In [1]:
from google.colab import drive
drive.mount('/content/drive/')

Mounted at /content/drive/


In [2]:
# import required packages
import pandas as pd
from collections import defaultdict
from tqdm import tqdm

In [3]:
base_path="/content/drive/MyDrive/Colab Notebooks/CRS"
domain = "conv_rec_sys_lastfm" # conv_rec_sys conv_rec_sys_amazon conv_rec_sys_lastfm

In [4]:
dataset = pd.read_csv(f"{base_path}/{domain}/data/ratings_filter.csv")

In [5]:
# get user distribution
user_dist = dataset['user_id'].value_counts() #user
num_users = len(user_dist)
print('No. users: ' + str(num_users))
print('Mean books per user: ' + str(user_dist.mean()))
print('Min books per user: ' + str(user_dist.min()))
print('Max books per user: ' + str(user_dist.max()))

No. users: 1801
Mean books per user: 42.5835646862854
Min books per user: 20
Max books per user: 50


In [6]:
# get item distribution
item_dist = dataset['business_id'].value_counts() #asin
num_items = len(item_dist)
print('No. items: ' + str(num_items))

No. items: 7123


In [35]:
item_popularity = item_dist/len(dataset)
item_popularity_df = pd.DataFrame(item_popularity).reset_index()
item_popularity_df.columns = ["business_id", "popularity"]
print(item_popularity_df.columns)
item_popularity_df.to_csv(f'{base_path}/{domain}/data/item_popularity.csv', index=False)

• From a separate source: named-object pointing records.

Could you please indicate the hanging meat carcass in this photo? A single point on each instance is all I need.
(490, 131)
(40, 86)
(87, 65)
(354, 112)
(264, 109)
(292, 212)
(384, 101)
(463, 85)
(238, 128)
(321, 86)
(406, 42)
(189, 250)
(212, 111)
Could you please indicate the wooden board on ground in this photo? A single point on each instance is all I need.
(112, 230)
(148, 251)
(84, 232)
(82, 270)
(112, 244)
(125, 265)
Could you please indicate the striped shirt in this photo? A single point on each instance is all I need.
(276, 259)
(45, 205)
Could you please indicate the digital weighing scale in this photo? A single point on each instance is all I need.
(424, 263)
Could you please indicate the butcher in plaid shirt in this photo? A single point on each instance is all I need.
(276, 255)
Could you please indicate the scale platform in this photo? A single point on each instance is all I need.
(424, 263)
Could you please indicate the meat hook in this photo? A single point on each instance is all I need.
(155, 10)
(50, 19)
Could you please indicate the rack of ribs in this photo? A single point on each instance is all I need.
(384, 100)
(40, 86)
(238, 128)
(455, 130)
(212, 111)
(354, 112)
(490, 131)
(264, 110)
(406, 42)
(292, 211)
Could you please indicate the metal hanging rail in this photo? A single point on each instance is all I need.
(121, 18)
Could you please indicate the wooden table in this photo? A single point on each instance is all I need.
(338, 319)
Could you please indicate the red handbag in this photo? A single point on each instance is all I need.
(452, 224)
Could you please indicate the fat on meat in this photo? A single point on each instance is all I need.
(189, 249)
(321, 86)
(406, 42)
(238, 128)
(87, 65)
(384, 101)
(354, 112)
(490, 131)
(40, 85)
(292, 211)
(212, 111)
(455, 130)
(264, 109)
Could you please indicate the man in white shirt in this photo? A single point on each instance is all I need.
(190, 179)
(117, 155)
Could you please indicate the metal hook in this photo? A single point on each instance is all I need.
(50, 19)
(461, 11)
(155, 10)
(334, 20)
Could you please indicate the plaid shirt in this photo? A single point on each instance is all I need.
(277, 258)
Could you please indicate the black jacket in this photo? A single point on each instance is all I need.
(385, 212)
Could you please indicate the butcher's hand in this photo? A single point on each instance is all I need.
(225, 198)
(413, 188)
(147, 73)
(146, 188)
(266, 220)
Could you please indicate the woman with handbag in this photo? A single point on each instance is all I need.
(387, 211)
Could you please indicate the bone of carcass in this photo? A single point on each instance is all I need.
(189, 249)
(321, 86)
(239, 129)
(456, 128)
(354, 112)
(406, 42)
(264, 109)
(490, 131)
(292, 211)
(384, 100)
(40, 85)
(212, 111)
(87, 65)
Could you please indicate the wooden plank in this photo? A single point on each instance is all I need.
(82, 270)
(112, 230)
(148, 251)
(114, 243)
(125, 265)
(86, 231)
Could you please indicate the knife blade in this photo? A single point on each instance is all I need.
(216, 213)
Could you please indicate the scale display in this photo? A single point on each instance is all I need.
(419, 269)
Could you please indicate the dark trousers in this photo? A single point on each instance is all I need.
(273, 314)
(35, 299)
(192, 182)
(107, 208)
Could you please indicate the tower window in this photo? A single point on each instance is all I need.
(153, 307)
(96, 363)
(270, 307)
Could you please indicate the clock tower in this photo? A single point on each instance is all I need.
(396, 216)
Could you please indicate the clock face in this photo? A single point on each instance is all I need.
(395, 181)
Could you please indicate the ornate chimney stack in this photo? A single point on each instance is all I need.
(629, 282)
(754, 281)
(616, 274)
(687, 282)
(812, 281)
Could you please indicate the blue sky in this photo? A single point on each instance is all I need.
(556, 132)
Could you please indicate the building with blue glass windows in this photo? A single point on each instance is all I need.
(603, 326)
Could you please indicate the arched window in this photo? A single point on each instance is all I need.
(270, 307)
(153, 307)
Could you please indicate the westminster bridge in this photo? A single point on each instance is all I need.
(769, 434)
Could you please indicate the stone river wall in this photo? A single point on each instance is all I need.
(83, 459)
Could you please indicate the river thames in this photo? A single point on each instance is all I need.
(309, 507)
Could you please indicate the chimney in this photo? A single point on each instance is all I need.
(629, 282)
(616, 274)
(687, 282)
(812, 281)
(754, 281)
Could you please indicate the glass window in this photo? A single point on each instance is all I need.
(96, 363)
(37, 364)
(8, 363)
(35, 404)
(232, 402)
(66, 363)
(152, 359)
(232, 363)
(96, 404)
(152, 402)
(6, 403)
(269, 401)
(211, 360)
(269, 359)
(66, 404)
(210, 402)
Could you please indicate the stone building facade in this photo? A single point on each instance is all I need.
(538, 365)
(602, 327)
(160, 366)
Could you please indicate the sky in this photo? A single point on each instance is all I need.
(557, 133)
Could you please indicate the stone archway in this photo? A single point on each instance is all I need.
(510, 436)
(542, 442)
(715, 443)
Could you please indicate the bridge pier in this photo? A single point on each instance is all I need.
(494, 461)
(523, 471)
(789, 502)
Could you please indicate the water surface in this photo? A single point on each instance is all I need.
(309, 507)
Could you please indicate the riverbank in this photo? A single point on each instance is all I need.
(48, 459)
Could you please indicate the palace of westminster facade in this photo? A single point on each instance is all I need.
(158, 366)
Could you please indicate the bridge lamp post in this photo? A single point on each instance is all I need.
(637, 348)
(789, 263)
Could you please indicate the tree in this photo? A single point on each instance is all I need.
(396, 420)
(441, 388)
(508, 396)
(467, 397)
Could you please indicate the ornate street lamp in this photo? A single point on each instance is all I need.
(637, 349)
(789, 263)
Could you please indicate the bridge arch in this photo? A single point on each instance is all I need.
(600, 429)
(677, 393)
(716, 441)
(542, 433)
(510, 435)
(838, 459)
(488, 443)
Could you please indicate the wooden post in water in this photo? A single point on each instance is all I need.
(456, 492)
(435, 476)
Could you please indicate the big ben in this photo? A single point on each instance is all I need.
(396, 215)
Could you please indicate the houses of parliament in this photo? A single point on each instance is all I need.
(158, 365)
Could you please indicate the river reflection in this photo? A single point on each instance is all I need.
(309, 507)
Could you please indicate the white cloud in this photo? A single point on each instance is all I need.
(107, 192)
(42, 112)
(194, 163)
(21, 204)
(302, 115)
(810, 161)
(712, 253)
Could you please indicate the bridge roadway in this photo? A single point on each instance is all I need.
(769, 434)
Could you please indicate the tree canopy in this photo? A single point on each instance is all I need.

Index(['business_id', 'popularity'], dtype='object')


In [None]:
# get top items
top_fraction = 0.2
num_top = int(top_fraction * num_items)
top_item_dist = item_dist[:num_top]
print('No. top items: ' + str(num_top))

No. top items: 3990


In [None]:
top_item_set = set(top_item_dist.keys())

In [None]:
# Files to save items ids based on popularity
popular_items = open(f'{base_path}/{domain}/data/popular_items.txt', 'w')
popular_items.write('item_id' + '\n')
for item_id in top_item_set:
    popular_items.write(str(item_id) + '\n')
popular_items.close()

In [None]:
user_books = defaultdict(set)
for eachline in tqdm(dataset.iterrows()):
    # iid, uid, rating = eachline[1][0], eachline[1][1], eachline[1][2] #for amazon
    uid, iid, rating = eachline[1][0], eachline[1][1], eachline[1][2] 
    if uid in user_books.keys():
        user_books[uid].add(iid)
    else:
        user_books[uid] = {iid}

841754it [00:43, 19458.96it/s]


In [None]:
user_pop_book_ratio = {}

for user, books in tqdm(user_books.items()):
    if user not in user_pop_book_ratio.keys():
        user_pop_book_ratio[user] = (len(set(books) & set(top_item_set))) / len(set(books))

100%|██████████| 68864/68864 [00:06<00:00, 10307.11it/s]


In [None]:
sorted_user_pop_book_ratio = {k: v for k, v in sorted(user_pop_book_ratio.items(), key=lambda item: item[1], reverse=True)}

In [None]:
num_user = len(sorted_user_pop_book_ratio)
num_top_users = int(top_fraction * num_users)
num_top_users

13772

In [None]:
# Files to save users ids based on the number of checkins
inactive_users = open(f'{base_path}/{domain}/data/inactive_users.txt', 'w')
inactive_users.write('user_id' + '\n')

medium_users = open(f'{base_path}/{domain}/data//medium_users.txt', 'w')
medium_users.write('user_id' + '\n')

active_users = open(f'{base_path}/{domain}/data/active_users.txt', 'w')
active_users.write('user_id' + '\n')

8

In [None]:
for uid in list(sorted_user_pop_book_ratio.keys())[:num_top_users]:
    active_users.write(str(uid) + '\n')
active_users.close()

In [None]:
for uid in list(sorted_user_pop_book_ratio.keys())[num_top_users:len(sorted_user_pop_book_ratio) - num_top_users]:
    medium_users.write(str(uid) + '\n')
medium_users.close()

In [None]:
for uid in list(sorted_user_pop_book_ratio.keys())[len(sorted_user_pop_book_ratio) - num_top_users:len(sorted_user_pop_book_ratio)]:
    inactive_users.write(str(uid) + '\n')
inactive_users.close()